La giustizia allora, valore perenne della sinistra, si scopre così inscritta nell’”essere” prima che nell’”agire” dell’uomo, come obbligo interno alle relazioni umane. E qui sta un tema crucialissimo delle relazioni sociali sia affettive che lavorative: perché l’incontro con l’altro, l’assunzione dell’altro non è riducibile a mero scambio di cose in una dinamica in cui l’essere umano stesso e il proprio fare è ridotto a cosa, a strumento del mio piacere o dominio, a mera merce. L’essere umano non perde mai la propria dignità, la propria eccedenza, la propria realtà indisponibile ad essere del tutto reificata, resa insomma mero oggetto.

Tale responsabilità che si contrae nella relazione, che già da sempre è nella relazione, non si può scaricare totalmente su un terzo (sia esso lo Stato o il mercato) ma rimane consegnata alla dimensione interpersonale, cioè propriamente “sociale”. Perché è proprio il carattere di socius che rimane per l’essere umano ineliminabile e che non può essere dismesso nemmeno nel venir meno della relazione per il sopraggiungere di eventi o di nuove consensuali decisioni. Da questa combinazione tra singolarità e relazionalità scaturisce il terzo crinale che è quello del pluralismo e dell’alterità. Perché nella relazione con l’altro che mi costituisce viene superato il monismo imperialistico e si apre lo spazio al coglimento della differenza. E lo spazio dell’umano si rivela così – proprio nella comunanza – spazio plurale, spazio sorto dall’esistere di una pluralità di esseri umani irriducibili al sé, che costringono il sé ad uscire dalla propria autocontemplazione, dall’illusione di essere tutto il mondo e dunque alla presa di coscienza della propria relatività.

E in ciò si innesta la coscienza del proprio limite e dunque quello sguardo laico che relativizza ogni propria posizione e sa cogliere nello sguardo dell’altro non solo un altro punto di vista, ma un altro punto di vista, ossia uno sguardo orientato sul vero e sul bene alla pari del mio, che esige riconoscimento e rispetto.

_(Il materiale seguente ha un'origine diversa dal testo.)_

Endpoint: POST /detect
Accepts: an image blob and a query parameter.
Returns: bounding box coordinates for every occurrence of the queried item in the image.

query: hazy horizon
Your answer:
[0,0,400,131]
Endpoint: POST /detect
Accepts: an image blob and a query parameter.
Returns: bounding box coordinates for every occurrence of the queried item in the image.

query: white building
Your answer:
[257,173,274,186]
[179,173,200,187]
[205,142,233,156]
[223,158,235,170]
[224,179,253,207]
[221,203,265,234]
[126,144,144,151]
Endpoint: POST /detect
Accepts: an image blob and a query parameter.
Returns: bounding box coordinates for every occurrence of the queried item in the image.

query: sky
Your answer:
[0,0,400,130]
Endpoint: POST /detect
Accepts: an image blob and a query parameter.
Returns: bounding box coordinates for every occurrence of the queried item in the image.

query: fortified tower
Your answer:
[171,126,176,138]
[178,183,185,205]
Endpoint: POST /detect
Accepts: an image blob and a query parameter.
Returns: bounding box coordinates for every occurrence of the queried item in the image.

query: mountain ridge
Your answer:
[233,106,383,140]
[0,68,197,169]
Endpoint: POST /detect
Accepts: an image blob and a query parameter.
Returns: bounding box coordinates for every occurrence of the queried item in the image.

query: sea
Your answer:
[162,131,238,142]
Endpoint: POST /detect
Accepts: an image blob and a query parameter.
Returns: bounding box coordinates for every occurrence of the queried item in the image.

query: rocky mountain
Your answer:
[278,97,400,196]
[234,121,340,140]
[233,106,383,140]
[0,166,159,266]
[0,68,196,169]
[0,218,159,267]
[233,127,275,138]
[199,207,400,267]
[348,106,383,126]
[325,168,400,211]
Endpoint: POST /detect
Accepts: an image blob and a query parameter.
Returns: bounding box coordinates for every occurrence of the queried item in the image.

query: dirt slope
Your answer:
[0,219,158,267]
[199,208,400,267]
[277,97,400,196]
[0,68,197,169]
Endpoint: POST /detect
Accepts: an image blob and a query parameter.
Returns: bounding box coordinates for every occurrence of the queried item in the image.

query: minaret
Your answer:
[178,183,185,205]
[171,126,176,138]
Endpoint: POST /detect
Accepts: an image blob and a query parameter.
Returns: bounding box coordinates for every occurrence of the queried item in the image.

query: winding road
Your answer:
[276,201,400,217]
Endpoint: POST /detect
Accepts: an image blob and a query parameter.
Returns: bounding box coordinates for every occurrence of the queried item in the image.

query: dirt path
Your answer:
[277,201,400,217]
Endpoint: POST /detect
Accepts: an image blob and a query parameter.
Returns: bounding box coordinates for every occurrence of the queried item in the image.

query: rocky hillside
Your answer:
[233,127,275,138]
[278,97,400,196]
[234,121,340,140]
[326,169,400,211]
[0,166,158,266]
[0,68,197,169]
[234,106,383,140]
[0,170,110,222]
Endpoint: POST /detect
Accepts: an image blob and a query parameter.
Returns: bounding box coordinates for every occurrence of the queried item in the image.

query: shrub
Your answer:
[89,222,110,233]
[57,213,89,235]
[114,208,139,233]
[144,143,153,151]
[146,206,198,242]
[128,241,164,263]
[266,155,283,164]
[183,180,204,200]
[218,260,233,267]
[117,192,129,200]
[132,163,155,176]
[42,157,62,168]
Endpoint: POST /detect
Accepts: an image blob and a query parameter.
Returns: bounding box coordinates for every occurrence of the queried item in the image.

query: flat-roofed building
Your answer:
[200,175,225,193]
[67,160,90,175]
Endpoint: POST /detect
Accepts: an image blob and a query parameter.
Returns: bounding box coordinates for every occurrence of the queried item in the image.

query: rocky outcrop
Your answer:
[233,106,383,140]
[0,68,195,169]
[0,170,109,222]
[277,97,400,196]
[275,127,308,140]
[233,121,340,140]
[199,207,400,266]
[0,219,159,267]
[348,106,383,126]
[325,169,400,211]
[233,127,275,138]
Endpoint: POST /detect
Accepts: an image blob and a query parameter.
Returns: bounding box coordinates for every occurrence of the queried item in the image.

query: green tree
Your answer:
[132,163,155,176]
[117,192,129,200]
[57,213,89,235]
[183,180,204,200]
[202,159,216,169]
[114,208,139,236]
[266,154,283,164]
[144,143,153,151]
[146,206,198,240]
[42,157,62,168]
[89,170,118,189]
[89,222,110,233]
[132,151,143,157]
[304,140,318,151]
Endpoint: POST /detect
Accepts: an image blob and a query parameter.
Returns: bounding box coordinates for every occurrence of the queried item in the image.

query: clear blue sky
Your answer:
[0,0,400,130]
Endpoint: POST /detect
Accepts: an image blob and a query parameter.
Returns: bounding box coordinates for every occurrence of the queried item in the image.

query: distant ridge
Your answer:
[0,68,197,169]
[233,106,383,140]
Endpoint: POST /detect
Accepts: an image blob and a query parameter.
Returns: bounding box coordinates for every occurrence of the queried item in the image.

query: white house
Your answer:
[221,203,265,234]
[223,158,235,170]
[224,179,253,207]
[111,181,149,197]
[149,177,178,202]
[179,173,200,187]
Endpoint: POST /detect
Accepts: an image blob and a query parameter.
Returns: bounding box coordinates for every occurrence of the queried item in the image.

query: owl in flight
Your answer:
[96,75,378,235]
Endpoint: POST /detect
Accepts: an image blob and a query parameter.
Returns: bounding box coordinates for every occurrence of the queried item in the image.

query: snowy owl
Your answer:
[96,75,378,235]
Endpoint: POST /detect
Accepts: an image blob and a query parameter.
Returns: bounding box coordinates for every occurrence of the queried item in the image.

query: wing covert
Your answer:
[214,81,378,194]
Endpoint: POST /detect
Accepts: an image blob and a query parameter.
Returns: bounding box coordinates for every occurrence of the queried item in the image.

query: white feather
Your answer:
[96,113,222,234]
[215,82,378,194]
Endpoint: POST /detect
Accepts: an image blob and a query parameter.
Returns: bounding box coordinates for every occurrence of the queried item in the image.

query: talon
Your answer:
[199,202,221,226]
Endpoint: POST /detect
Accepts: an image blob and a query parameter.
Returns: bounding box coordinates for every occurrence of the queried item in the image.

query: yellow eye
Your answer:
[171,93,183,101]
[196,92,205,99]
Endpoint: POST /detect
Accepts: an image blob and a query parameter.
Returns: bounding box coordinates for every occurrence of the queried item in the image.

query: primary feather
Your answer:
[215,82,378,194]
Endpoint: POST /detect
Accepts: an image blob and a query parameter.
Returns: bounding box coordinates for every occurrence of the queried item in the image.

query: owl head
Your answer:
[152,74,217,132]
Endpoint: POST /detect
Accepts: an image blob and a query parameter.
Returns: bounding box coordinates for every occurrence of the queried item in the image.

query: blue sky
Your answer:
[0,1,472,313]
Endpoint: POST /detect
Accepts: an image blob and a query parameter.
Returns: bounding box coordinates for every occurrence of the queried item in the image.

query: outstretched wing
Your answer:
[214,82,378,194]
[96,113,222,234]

E ciò è diverso appunto non solo dal monismo imperialista di chi non riconosce altra posizione se non la propria, ma anche dall’oggettivismo tecnocratico che pretende esservi un punto di vista asettico e neutrale non dipendente da soggetti immersi nella storia. Ed invece è proprio la trama di dialoghi di soggetti diversi immersi nella storia, capaci di riconoscere e intessere la propria pluralità, che costruisce trame di relazioni e di significati diversi e comuni, che possono orientare e sorreggere il mondo. Infine il quarto crinale è la tensione utopica, la dialettica tra ciò che è e ciò che non è ancora, la passione e la speranza in un possibile mondo alternativo al presente. Questa tensione costituisce da sempre la fonte del distacco dall’esistente, il rifiuto della sacralizzazione del presente, il prodotto inevitabile della natura creativa e non meramente ripetitiva dell’animale umano, capace di dare vita a novità e non solo di riprodurre meccanicamente il già visto.

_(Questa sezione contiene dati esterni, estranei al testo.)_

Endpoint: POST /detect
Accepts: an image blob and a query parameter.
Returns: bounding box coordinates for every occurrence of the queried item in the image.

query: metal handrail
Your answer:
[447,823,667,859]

Visione progressista, certo, ma non nel senso banale che il domani sarà necessariamente migliore dell’oggi, ma nel senso più profondo che la storia dell’umano non può essere consegnata alla definitiva sconfitta da parte della morte e del dolore, ma contiene in sé una possibilità di distacco e di superamento dell’eterno scacco e che proprio la dimensione temporale in cui l’esistenza umana è inserita non ne segna solo la condanna alla consunzione, ma anche la possibilità di un riscatto. Appunto, come si diceva all’inizio, di una liberazione.